[RFC] Exclusive gpu access for SteamVR usecases

Tue May 30 15:19:53 UTC 2017

Looks like a good start, but a few notes in general:

1. Split the patches into two sets.

One for implementing changing the priorities and one for limiting the 
priorities.

2. How are the priorities from processes supposed to interact with the 
per context priority?

3. Thinking more about it we can't limit the minimum priority in the 
scheduler.

For example a low priority job might block resources the high priority 
job needs to run. E.g. VRAM memory.

We need something like blocking the submitter instead (bad) or detection 
of dependencies in the scheduler (good, but tricky to implement).

Otherwise we can easily run into a deadlock situation with that approach.

Regards,
Christian.

Am 25.05.2017 um 02:00 schrieb Andres Rodriguez:
> When multiple environments are running simultaneously on a system, e.g.
> an X desktop + a SteamVR game session, it may be useful to sacrifice
> performance in one environment in order to boost it on the other.
>
> This series provides a mechanism for a DRM_MASTER to provide exclusive
> gpu access to a group of processes.
>
> Note: This series is built on the assumption that the drm lease patch series
> will extend DRM_MASTER status to lesees.
>
> The libdrm we intend to provide is as follows:
>
> /**
>   * Set the priority of all contexts in a process
>   *
>   * This function will change the priority of all contexts owned by
>   * the process identified by fd.
>   *
>   * \param dev             - \c [in] device handle
>   * \param fd              - \c [in] fd from target process
>   * \param priority        - \c [in] target priority AMDGPU_CTX_PRIORITY_*
>   *
>   * \return  0 on success\n
>   *         <0 - Negative POSIX error code
>   *
>   * \notes @fd can be *any* file descriptor from the target process.
>   * \notes this function requires DRM_MASTER
>   */
> int amdgpu_sched_process_priority_set(amdgpu_device_handle dev,
> 				      int fd, int32_t priority);
>
> /**
>   * Request to raise the minimum required priority to schedule a gpu job
>   *
>   * Submit a request to increase the minimum required priority to schedule
>   * a gpu job.

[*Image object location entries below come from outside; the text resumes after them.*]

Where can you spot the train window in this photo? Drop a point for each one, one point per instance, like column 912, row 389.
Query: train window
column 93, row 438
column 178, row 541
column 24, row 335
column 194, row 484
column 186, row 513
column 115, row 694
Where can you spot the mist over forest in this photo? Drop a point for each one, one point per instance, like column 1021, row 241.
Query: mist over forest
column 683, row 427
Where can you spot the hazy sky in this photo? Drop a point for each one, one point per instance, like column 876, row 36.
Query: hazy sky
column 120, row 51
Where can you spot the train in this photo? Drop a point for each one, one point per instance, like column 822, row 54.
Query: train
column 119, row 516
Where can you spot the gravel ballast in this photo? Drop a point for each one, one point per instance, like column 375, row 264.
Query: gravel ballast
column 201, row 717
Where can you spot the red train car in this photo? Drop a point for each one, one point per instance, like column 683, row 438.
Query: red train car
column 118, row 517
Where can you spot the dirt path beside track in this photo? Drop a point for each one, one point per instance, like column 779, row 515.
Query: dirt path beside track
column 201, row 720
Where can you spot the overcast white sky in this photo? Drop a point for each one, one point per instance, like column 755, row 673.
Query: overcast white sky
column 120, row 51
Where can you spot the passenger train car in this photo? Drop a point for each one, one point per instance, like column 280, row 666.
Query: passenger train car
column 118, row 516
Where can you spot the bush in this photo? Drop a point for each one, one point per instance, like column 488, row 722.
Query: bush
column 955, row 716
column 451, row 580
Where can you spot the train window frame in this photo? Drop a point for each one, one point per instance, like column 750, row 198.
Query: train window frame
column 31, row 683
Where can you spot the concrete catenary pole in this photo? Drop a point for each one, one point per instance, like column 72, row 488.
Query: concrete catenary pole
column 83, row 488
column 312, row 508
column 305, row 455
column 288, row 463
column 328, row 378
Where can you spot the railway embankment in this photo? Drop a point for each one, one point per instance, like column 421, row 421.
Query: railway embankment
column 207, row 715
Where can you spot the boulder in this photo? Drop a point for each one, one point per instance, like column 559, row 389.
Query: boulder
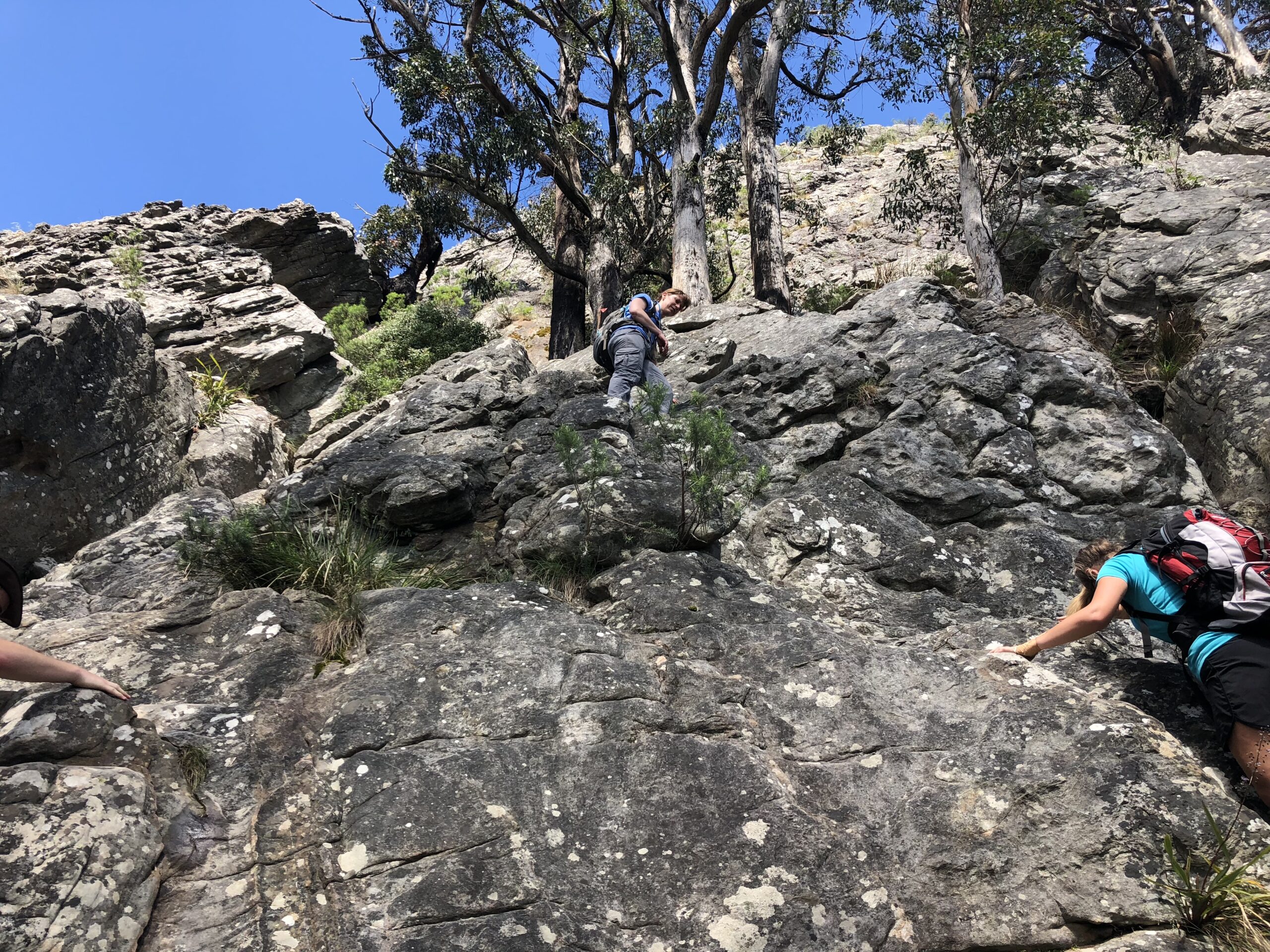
column 242, row 452
column 314, row 254
column 1169, row 270
column 1239, row 122
column 93, row 422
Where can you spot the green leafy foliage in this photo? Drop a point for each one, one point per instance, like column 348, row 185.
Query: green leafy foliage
column 346, row 321
column 700, row 447
column 1216, row 896
column 219, row 390
column 405, row 343
column 1019, row 67
column 828, row 298
column 1178, row 338
column 193, row 766
column 334, row 555
column 587, row 466
column 130, row 262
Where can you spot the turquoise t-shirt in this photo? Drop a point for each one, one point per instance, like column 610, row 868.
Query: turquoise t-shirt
column 1152, row 592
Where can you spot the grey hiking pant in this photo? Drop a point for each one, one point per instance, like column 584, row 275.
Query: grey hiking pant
column 633, row 367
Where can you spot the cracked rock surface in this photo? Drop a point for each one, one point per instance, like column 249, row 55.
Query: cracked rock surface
column 794, row 742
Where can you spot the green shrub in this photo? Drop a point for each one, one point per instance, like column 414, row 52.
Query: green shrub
column 482, row 285
column 393, row 304
column 700, row 447
column 193, row 766
column 828, row 298
column 336, row 555
column 347, row 321
column 1216, row 898
column 404, row 345
column 130, row 262
column 215, row 385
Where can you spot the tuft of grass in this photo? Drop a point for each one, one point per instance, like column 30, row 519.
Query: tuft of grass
column 12, row 282
column 865, row 394
column 828, row 298
column 1178, row 338
column 130, row 262
column 568, row 578
column 1216, row 898
column 334, row 555
column 214, row 384
column 193, row 766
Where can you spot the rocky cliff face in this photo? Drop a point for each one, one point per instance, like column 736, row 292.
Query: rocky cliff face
column 797, row 743
column 789, row 740
column 1169, row 264
column 97, row 411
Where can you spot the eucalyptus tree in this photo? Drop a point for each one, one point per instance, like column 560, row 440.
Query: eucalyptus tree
column 1009, row 73
column 484, row 119
column 697, row 45
column 1182, row 51
column 811, row 37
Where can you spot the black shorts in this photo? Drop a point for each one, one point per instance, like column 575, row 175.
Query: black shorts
column 1236, row 681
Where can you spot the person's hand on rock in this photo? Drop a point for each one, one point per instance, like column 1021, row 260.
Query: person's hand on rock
column 96, row 682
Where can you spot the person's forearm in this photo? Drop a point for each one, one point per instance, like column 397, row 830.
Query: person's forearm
column 21, row 663
column 1069, row 630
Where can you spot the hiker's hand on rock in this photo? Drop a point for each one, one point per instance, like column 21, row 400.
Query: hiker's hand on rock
column 94, row 682
column 1029, row 649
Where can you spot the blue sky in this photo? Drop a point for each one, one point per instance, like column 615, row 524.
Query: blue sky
column 110, row 105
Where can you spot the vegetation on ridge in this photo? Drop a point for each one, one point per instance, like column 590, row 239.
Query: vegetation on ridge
column 334, row 554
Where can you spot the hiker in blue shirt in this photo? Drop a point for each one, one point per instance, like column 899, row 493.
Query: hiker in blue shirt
column 636, row 347
column 1232, row 670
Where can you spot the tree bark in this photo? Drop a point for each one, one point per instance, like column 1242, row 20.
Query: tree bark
column 690, row 261
column 1232, row 37
column 425, row 262
column 756, row 82
column 568, row 296
column 604, row 281
column 976, row 228
column 977, row 232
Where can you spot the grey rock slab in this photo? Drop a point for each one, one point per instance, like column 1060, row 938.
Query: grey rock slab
column 1239, row 122
column 243, row 451
column 93, row 425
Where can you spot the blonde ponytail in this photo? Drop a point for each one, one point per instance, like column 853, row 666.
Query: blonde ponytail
column 1086, row 567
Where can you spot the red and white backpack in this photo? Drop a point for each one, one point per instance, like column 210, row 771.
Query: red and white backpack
column 1223, row 569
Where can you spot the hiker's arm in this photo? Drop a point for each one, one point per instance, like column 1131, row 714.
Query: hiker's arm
column 639, row 314
column 1094, row 617
column 21, row 663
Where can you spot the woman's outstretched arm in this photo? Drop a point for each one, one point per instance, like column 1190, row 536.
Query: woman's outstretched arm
column 21, row 663
column 1094, row 617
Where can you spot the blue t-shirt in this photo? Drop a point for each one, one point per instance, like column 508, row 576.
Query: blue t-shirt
column 1152, row 592
column 654, row 314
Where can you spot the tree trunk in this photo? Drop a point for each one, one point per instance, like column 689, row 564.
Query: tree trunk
column 690, row 261
column 977, row 232
column 604, row 281
column 976, row 229
column 425, row 262
column 755, row 83
column 1232, row 37
column 568, row 298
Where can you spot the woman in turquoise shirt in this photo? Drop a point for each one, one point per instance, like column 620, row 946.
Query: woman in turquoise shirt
column 1232, row 670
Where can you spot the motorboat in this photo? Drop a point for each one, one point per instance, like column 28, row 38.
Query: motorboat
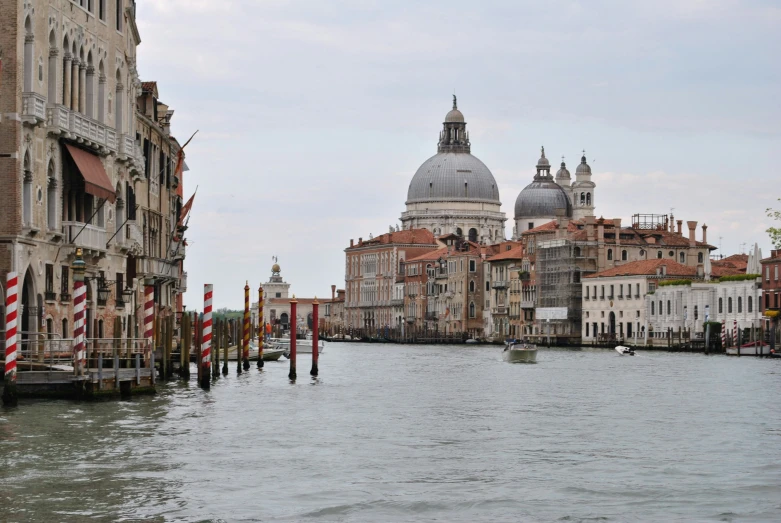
column 519, row 352
column 302, row 346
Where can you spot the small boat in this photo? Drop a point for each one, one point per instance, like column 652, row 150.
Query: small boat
column 302, row 346
column 519, row 352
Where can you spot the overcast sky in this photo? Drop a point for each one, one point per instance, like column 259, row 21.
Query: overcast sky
column 314, row 116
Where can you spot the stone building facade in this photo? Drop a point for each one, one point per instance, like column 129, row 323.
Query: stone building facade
column 71, row 165
column 372, row 272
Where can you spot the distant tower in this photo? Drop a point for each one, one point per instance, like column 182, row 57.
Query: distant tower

Once this function returns, the gpu scheduler will no longer
>   * consider jobs from contexts with priority lower than @priority.
>   *
>   * The minimum priority considered by the scheduler will be the highest from
>   * all currently active requests.
>   *
>   * Requests are refcounted, and must be balanced using
>   * amdgpu_sched_min_priority_put()
>   *
>   * \param dev             - \c [in] device handle
>   * \param priority        - \c [in] target priority AMDGPU_CTX_PRIORITY_*
>   *
>   * \return  0 on success\n
>   *         <0 - Negative POSIX error code
>   *
>   * \notes this function requires DRM_MASTER
>   */
> int amdgpu_sched_min_priority_get(amdgpu_device_handle dev,
> 				  int32_t priority);
>
> /**
>   * Drop a request to raise the minimum required scheduler priority
>   *
>   * This call balances amdgpu_sched_min_priority_get()
>   *
>   * If no other active requests exists for @priority, the minimum required
>   * priority will decay to a lower level until one is reached with an active
>   * request or the lowest priority is reached.
>   *
>   * \param dev             - \c [in] device handle
>   * \param priority        - \c [in] target priority AMDGPU_CTX_PRIORITY_*
>   *
>   * \return  0 on success\n
>   *         <0 - Negative POSIX error code
>   *
>   * \notes this function requires DRM_MASTER
>   */
> int amdgpu_sched_min_priority_put(amdgpu_device_handle dev,
> 				  int32_t priority);
>
> Using this app, VRComposer can raise the priority of the VRapp and itself. Then
> it can restrict the minimum scheduler priority in order to become exclusive gpu
> clients.
>
> One of the areas I'd like feedback is the following scenario. If a VRapp opens
> a new fd and creates a new context after a call to set_priority, this specific
> context will be lower priority than the rest. If the minimum required priority
> is then raised, it is possible that this new context will be starved and
> deadlock the VRapp.
>
> One solution I had in mind to address this situation, is to make set_priority
> also raise the priority of future contexts created by the VRapp. However, that
> would require keeping track of the requested priority on a per-process data
> structure. The current design appears to steer clean of keeping any process
> specific data, and everything instead of stored on a per-file basis. Which is
> why I did not pursue this approach. But if this is something you'd like me to
> implement let me know.
>
> One could also argue that preventing an application deadlock should be handled
> between the VRComposer and the VRApp. It is not the kernel's responsibility to
> babysit userspace applications and prevent themselves from shooting themselves
> in the foot. The same could be achieved by improper usage of shared fences
> between processes.
>
> Thoughts/feedback/comments on this issue, or others, are appreciated.
>
> Regards,
> Andres
>   
>